Over the last 6 months, More in Common has held focus groups across the country and conducted several rounds of polling to better understand Britons’ attitudes to refugees. The following briefing is intended to help take stock of how public attitudes have evolved over time in the context of a fast-moving news cycle and numerous international crises. We hope this briefing will provide useful insights to policy makers, the media and our partners in civil society about public opinion.

Our key findings are:

  • Levels of concern about asylum seekers crossing the channel has remained high over the last six months
  • That concern is not shared evenly across the population. Several segments rank this as one of the most important issues facing the country, others rank it the least – this helps to explain how the debate about refugees and asylum policy has unfolded.
  • Although more support than oppose the Rwanda plan, this support is soft and subject to framing. Knowledge of the specifics of the policy is low. Most think the government must do something, but doubt that it will substantially reduce numbers.
  • The effectiveness of the policy as a ‘wedge’ issue is unclear. While asylum seekers crossing the channel is a top priority for the Loyal Nationals (the key segment that swung from Labour to Conservative in 2019 and who best reflect the typical ‘Red Wall’ voter) who form one side of the Conservative Coalition, it is one of the lowest for Established Liberals (the group most likely to have swung away from the Conservatives to Labour and who best reflect a typical ‘Blue Wall’ voter), who form the other side of the Conservative coalition. Many in this latter group find the Rwanda scheme unpalatable.
  • Headline support for taking refugees from areas of conflict is high (74 per cent). Asking about Ukrainian refugees specifically raises that support by just four points to 78 per cent. While the public do distinguish between Ukrainian refugees and those crossing the channel, this is driven by a sense that they are more likely to be women and children, more likely to return home and because the conflict is so close to the UK. For the vast majority of Britons support for Ukrainian refugees is not driven by race.
  • Community sponsorship has the potential to radically shift the British public's attitudes to the UK taking in refugees, particularly reducing opposition to refugees among more socially conservative groups. The government should build upon the Homes for Ukraine scheme and use community sponsorship as the primary model for how the UK resettles refugees going forward.

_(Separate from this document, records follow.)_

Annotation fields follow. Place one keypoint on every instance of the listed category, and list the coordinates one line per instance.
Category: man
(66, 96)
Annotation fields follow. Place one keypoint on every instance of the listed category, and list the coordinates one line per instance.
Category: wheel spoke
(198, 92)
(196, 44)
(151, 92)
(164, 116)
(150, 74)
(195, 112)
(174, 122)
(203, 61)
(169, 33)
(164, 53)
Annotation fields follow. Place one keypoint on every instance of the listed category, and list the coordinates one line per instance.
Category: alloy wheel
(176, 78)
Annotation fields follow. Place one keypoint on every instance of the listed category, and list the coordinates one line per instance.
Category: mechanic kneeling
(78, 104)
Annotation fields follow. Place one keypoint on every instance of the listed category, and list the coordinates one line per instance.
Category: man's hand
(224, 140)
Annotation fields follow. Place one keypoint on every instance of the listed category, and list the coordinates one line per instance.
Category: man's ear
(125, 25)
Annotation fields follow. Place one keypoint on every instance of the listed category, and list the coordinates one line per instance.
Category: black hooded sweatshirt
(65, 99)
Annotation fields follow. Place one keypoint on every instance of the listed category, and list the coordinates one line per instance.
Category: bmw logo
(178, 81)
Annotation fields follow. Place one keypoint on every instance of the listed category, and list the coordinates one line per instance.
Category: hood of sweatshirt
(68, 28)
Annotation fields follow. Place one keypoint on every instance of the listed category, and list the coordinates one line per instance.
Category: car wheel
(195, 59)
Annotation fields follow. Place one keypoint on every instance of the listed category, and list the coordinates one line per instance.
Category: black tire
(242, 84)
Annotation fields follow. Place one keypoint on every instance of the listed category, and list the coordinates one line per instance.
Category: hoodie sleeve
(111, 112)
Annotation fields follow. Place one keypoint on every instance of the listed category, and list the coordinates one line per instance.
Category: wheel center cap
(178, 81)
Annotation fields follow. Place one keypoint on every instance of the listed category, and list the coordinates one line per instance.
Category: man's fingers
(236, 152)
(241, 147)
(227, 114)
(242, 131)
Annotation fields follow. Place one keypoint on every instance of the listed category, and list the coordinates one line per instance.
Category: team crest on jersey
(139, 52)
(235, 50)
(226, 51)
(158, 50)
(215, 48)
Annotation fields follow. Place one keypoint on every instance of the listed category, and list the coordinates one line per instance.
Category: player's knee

  • Cost of living is the top issue for all segments of the British public, and many worry whether Britain has the capacity to help refugees during this crisis and when services such as the NHS are already stretched.
Our research shows that when it comes to immigration simply proposing ever more punitive measures won’t hold the Tory coalition together. While the Rwanda plan might resonate with some parts of the Tory base it is toxic to others. Instead, a policy that could reach across both blue and red walls needs to balance tough action against people smugglers and detering small boats with compassion and humane treatment for those fleeing persecution.